Chicks that are running around, making sounds, and exploring are likely healthy. If there are chicks that don’t have as much energy, they might not be healthy. Keep a close eye on them to see if there are any signs of illness.
Here are common health concerns for baby chicks:
- Coccidiosis – This parasitic disease attacks the gut and prevents chicks from processing food. Medicated food can help prevent it.
- Vitamin Deficiency – This can cause physical issues, such as crooked toes. Giving chicks an electrolyte and vitamin supplement can fix this.
- Feather Picking – Overcrowding and boredom can cause chicks to pick at their feathers. Providing them with more space and other things to peck at will keep their feathers safe.
- Pasty Butt – Sometimes, feces might dry around a chick’s butt, causing a blockage. This is a sign that the brooder is too warm, and you’ll likely need to clean the chick yourself. Yet, make sure the chick is fully dry before putting them back.
- Deformities – Chicks can be born with untreatable deformities, but it doesn’t have to affect their quality of life. A common problem is a crooked beak, which may be able to be trimmed to improve their wellbeing.
There are lots of problems that baby chicks could face, but if you’re caring for them regularly and supplying quality food and water, they’ll likely turn out just fine.
How to Safely Handle Baby Chicks
To keep both you and the chicks healthy, you’ll need to practice safe handling.
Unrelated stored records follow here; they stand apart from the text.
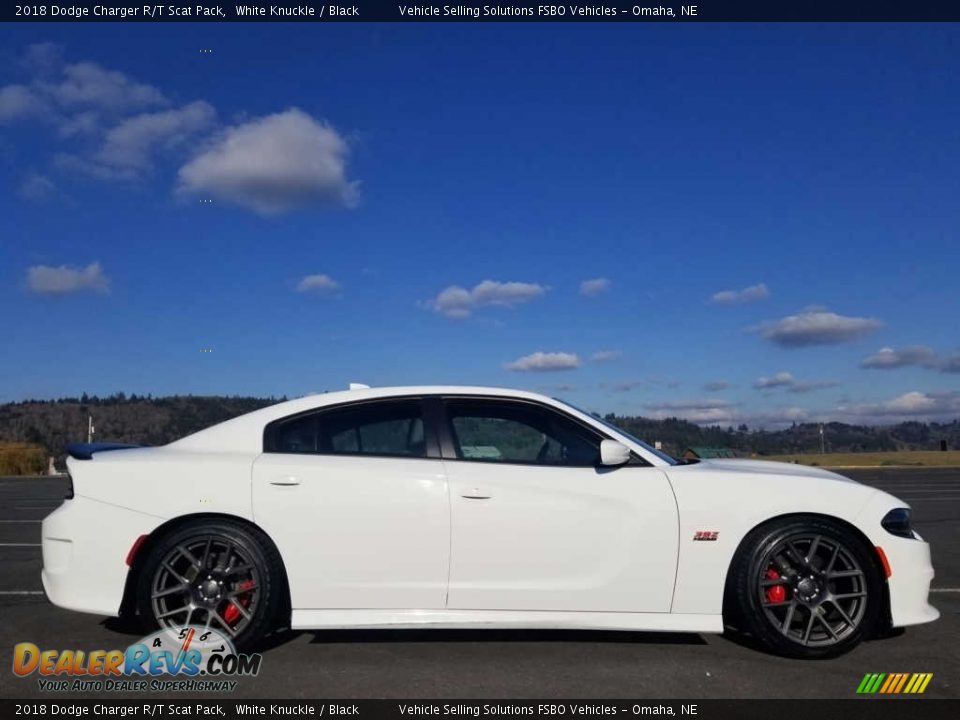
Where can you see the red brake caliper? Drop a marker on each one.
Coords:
(775, 593)
(231, 613)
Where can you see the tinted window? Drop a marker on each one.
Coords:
(389, 428)
(501, 431)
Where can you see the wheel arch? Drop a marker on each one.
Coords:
(128, 604)
(729, 606)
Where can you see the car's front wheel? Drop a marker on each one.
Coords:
(806, 587)
(212, 573)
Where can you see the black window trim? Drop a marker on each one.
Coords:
(448, 447)
(431, 441)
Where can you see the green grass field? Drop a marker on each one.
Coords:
(922, 458)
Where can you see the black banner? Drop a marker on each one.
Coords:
(783, 709)
(401, 10)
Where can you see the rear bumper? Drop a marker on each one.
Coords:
(85, 544)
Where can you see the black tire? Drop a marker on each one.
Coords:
(237, 586)
(804, 604)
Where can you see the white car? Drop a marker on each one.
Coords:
(475, 507)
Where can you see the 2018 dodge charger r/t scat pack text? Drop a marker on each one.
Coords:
(475, 507)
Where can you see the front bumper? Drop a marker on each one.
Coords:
(85, 545)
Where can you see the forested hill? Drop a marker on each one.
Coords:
(155, 421)
(133, 419)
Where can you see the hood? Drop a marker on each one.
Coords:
(767, 467)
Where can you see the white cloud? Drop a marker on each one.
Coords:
(128, 148)
(817, 326)
(788, 381)
(747, 294)
(17, 101)
(888, 358)
(318, 283)
(87, 84)
(458, 302)
(783, 379)
(606, 355)
(64, 279)
(545, 362)
(274, 164)
(37, 187)
(594, 286)
(914, 405)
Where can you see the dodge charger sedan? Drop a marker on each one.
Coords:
(475, 507)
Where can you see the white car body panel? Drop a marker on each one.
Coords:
(370, 541)
(553, 538)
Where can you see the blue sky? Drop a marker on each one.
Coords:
(730, 223)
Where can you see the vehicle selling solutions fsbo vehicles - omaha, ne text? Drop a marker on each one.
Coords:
(475, 507)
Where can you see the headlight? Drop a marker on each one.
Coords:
(897, 522)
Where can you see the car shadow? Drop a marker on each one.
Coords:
(131, 628)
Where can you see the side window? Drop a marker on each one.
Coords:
(509, 432)
(393, 428)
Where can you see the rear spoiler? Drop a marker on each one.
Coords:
(85, 451)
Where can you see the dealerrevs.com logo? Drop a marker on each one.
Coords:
(186, 659)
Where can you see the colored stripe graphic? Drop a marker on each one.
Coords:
(894, 683)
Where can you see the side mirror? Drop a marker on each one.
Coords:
(614, 453)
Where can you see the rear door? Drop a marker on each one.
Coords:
(355, 498)
(539, 525)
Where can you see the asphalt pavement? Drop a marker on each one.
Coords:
(512, 664)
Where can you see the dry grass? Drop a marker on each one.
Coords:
(920, 458)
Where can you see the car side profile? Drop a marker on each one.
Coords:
(447, 506)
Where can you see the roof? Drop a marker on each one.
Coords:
(242, 433)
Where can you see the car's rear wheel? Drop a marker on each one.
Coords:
(806, 587)
(216, 574)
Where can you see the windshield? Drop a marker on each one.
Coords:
(649, 448)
After anyone touches live chicks or chickens, they should thoroughly wash their hands. Never touch your face while handling animals. Also, children under 5 shouldn’t handle baby chicks.
Never keep chickens in areas where human food and water is present. It’s a good idea to regularly clean equipment, such as cages and food containers, to prevent the spread of any diseases.
Overall, be gentle and cautious when it comes to chick handling. As cute as chicks are, they can pass germs to humans, which is why hand washing is so crucial.
Most chicks become adults when they are 16 to 24 weeks old. This depends on the chicken breed, and most keepers classify adulthood as when the birds reach sexually maturity and start laying eggs.
Again, this milestone varies greatly based on breed, but most hens start laying eggs at about 18 weeks olds. At that point, the chickens will look full-grown. After they lay their first egg, they will start laying regular amounts of eggs each week. Most hens lay about one egg per day.
Caring for baby chicks isn’t too hard once you get the hang of it, but it’s important to be confident about the basics before doing it yourself. Chicks need a warm, dry environment for their early days, along with nutritious food and clean water.
Raising chicks is a good idea if you’re looking to add more egg-laying birds to your coop. Yet, always remember to research breeds to find out which one best fits your needs.